Microwave radar leverages the difference in Doppler frequencies between moving target echoes to differentiate the targets, effectively surpassing the limitations of video monitoring methods such as poor night visibility and limited detection range. While microwave radar has been extensively employed in civil applications like vehicle recognition (Zhao & Su, 2021) and gait recognition (Yang et al., 2022), its application in natural disaster prevention and mitigation is gradually expanding. In the realm of natural disasters, ground-based microwave radar is playing a crucial role in monitoring avalanches, rockfalls, and debris flow. The application of radar-based observations for avalanche research has been trialed at numerous test sites across Europe, including the Ryggfonn avalanche hazard site in Norway (Gauer et al., 2007; Schreiber et al., 2001) and the Vallée de la Sionne (Köhler et al., 2016). In recent years, the implementation of radar technology for debris flow monitoring (Koschuch et al., 2015) has been tested for high-resolution discharge and total volume estimations at the Lattenbach gully in Austria (Huebl & Kaitna, 2021) and for in-depth wave analysis at the Gadria creek in Italy (Schöffl et al., 2023). Furthermore, a 5-year microwave radar observation on avalanches, debris flows, and rockfalls has been carried out in the Swiss Alps (Gubler, 2000). Additionally, some scholars have monitored volcanic stability in Indonesia using radar technology for 3 years (Vöge & Hort, 2008; Vöge et al., 2008). It is very important to recognize that in real-world situations, frequent phenomena such as collapses, landslides, and stream water level rising in gullies can produce strong echo signals. These signals may affect the precision of debris flow detection and result in false alarms. So, although radar-based monitoring technology for debris flow has been developed well, identification accuracy is subject to interference from complex natural processes and thus requires further improvement.

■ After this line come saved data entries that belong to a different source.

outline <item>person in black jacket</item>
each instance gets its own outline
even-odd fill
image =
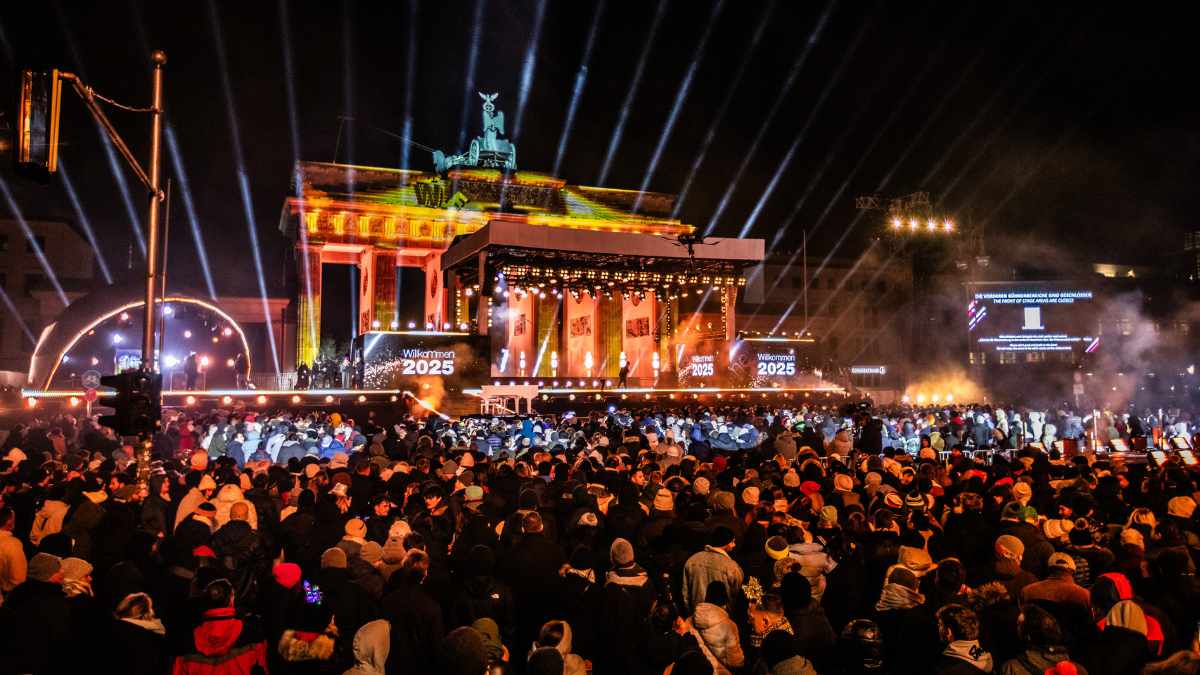
[[[166,629],[145,593],[131,593],[117,604],[103,644],[104,663],[120,664],[123,673],[158,675],[171,667]]]
[[[442,608],[422,589],[429,556],[411,550],[392,574],[395,590],[383,599],[383,618],[391,624],[388,673],[425,675],[437,672],[435,656],[446,631]]]
[[[67,667],[71,607],[63,593],[62,559],[38,553],[24,583],[0,606],[0,654],[7,672],[47,673]]]

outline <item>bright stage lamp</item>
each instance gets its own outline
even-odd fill
[[[333,403],[333,395],[332,395],[332,394],[326,394],[326,395],[325,395],[325,402],[326,402],[326,403]]]
[[[233,397],[232,396],[222,396],[221,403],[224,405],[229,405],[230,403],[233,403]]]
[[[68,402],[71,404],[72,408],[79,407],[79,397],[78,396],[72,396]]]
[[[25,405],[29,406],[30,408],[36,408],[36,407],[37,407],[37,403],[38,403],[37,399],[36,399],[36,398],[34,398],[34,397],[32,397],[32,396],[30,396],[29,398],[25,399]]]
[[[257,401],[259,405],[264,405],[267,402],[267,397],[259,394],[254,400]]]
[[[184,402],[184,403],[186,403],[186,404],[188,404],[188,405],[196,405],[196,397],[195,397],[195,396],[188,396],[187,398],[183,399],[183,402]]]
[[[947,231],[947,232],[952,232],[952,231],[954,231],[954,223],[952,223],[952,222],[950,222],[950,221],[948,221],[948,220],[947,220],[947,221],[944,221],[944,222],[942,223],[942,229],[943,229],[943,230],[945,230],[945,231]]]
[[[207,368],[208,364],[210,364],[210,363],[212,363],[212,360],[209,359],[207,356],[200,357],[200,365],[203,366],[204,368]]]
[[[226,326],[225,330],[221,331],[221,334],[224,335],[225,337],[229,337],[230,335],[233,335],[233,329]]]
[[[185,330],[185,331],[183,331],[183,337],[185,337],[185,338],[191,338],[191,337],[192,337],[192,331],[190,331],[190,330]]]
[[[300,402],[300,394],[292,394],[292,404],[295,405],[299,402]]]
[[[358,395],[358,402],[359,402],[359,403],[366,403],[366,402],[367,402],[367,397],[366,397],[366,396],[363,396],[362,394],[359,394],[359,395]]]
[[[166,364],[168,368],[174,368],[175,366],[179,365],[179,359],[175,358],[175,355],[173,354],[167,354],[165,357],[163,357],[163,363]]]
[[[228,366],[229,368],[232,368],[236,363],[237,362],[234,361],[233,359],[225,359],[225,365]]]

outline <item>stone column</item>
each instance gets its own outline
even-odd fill
[[[374,315],[371,317],[371,326],[378,326],[371,330],[395,330],[399,327],[400,315],[396,307],[396,262],[397,255],[395,251],[383,251],[375,249],[372,255],[375,258],[375,285],[373,289],[374,300],[373,310]]]
[[[373,327],[375,321],[375,248],[366,247],[358,256],[358,334]]]
[[[442,255],[431,253],[425,258],[425,323],[433,324],[433,330],[442,330],[446,315],[446,290],[442,288]]]
[[[321,249],[298,246],[300,302],[296,310],[296,364],[312,366],[321,349]]]

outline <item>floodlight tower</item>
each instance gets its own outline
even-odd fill
[[[864,195],[854,200],[860,211],[884,213],[878,238],[890,244],[891,254],[907,259],[912,277],[908,315],[909,360],[921,364],[928,350],[917,349],[918,326],[935,323],[936,317],[921,315],[922,300],[931,295],[933,277],[947,259],[958,260],[961,228],[947,214],[938,213],[929,193],[920,191],[895,197]]]

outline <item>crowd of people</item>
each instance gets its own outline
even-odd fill
[[[187,409],[139,481],[93,420],[29,417],[0,443],[0,672],[1200,672],[1196,474],[1085,430],[1194,431]]]

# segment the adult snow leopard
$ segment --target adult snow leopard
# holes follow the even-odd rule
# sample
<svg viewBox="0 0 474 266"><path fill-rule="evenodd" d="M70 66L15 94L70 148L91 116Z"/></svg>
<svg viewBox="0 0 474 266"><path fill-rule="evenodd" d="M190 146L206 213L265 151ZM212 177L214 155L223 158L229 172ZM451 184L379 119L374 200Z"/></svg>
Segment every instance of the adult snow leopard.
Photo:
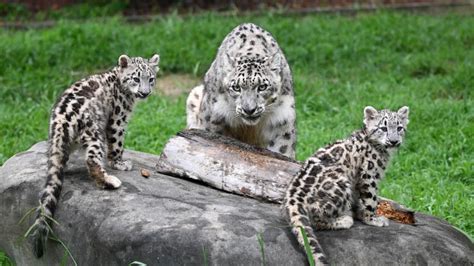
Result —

Artificial intelligence is being increasingly harnessed to enhance the recognition accuracy of microwave radar through a traditional machine learning method (Hyun et al., 2020). This way presents a promising chance to improving the detection of radar signals of debris flow. However, no research has yet been conducted on debris flow identification by combining deep learning models with radar technology. Therefore, in this study, we have employed 12 deep learning models and a voting strategy to build the multi-object classification models toward debris flow detection amid environmental disturbances, with 24,000 samples for eight kinds of targets from field experiments.
2 Materials and Methods
2.1 Field Radar-Based Data Collection
2.1.1 Doppler Radar System
The system originates from a Pulse-Doppler Radar (Schöffl et al., 2023). When a moving target enters the radar beam, it causes Doppler shifts in the backscattered radio waves, or echo signals, allowing the system to determine the radial velocity of moving objects. To achieve spatial resolution, the radar emits pulsed electromagnetic waves of length at discrete intervals, known as the pulse repetition frequency (PRF). By discretely matching the echo signal at the radar receiver, the radar beam is segmented into resolution cells or range gates (Rammer et al., 2007; Schreiber et al., 2001), which correspond to a length of 30 m in this study.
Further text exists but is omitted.